Error analysis¶

Mitigating readout errors does not come for free. Instead, there is an overhaed that results in increased uncertainty in the computed results. M3 will optionally compute this overhead and return an upper-bound on the expected standard deviation (variance) of the computed expectation values.

Let us first calibrate the mitigator and get raw results:

from qiskit import *
from qiskit_ibm_runtime.fake_provider import FakeCasablancaV2
import mthree

qc = QuantumCircuit(6)
qc.reset(range(6))
qc.h(3)
qc.cx(3,1)
qc.cx(3,5)
qc.cx(1,0)
qc.cx(5,4)
qc.cx(1,2)
qc.measure_all()
qc.draw('mpl')
_images/error_0_0.png
backend = FakeCasablancaV2()
mit = mthree.M3Mitigation(backend)
mit.cals_from_system(range(6))
[<qiskit_aer.jobs.aerjob.AerJob at 0x7f34bc203c40>]
trans_qc = transpile(qc, backend)
raw_counts = backend.run(trans_qc, shots=8192).result().get_counts()

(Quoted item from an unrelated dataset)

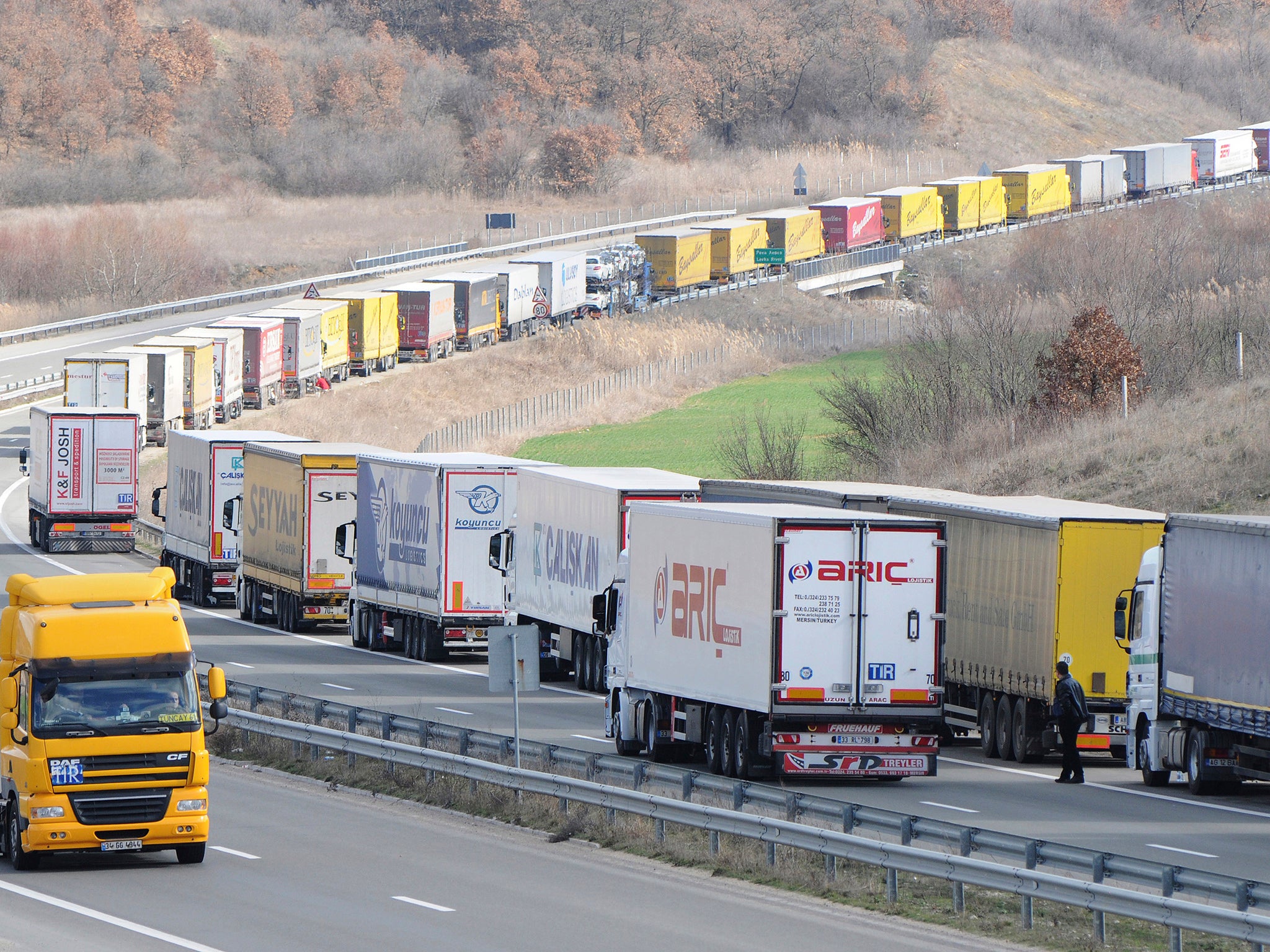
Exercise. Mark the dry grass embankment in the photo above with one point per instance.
(992, 915)
(1203, 451)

In order to compute the standard deviation of out mitigated expectation values we need to request the information be computed:

quasis = mit.apply_correction(raw_counts, range(6), return_mitigation_overhead=True)

The mitigation overhead is returned as an attribute of the returned quasi-probabilites

quasis.mitigation_overhead
np.float64(1.8092624565208555)

that, together with the number of shots taken, determines the upper-bound on the standard deviation:

quasis.stddev()
0.014861266213281373

It is also possible to return both the expectation value and standard deviation in a single call:

quasis.expval_and_stddev()
(0.9286051392555237, 0.014861266213281373)

Although this standard deviation is an upper-bound, it is usually a tight upper-bound that can be faithfully used futher analysis.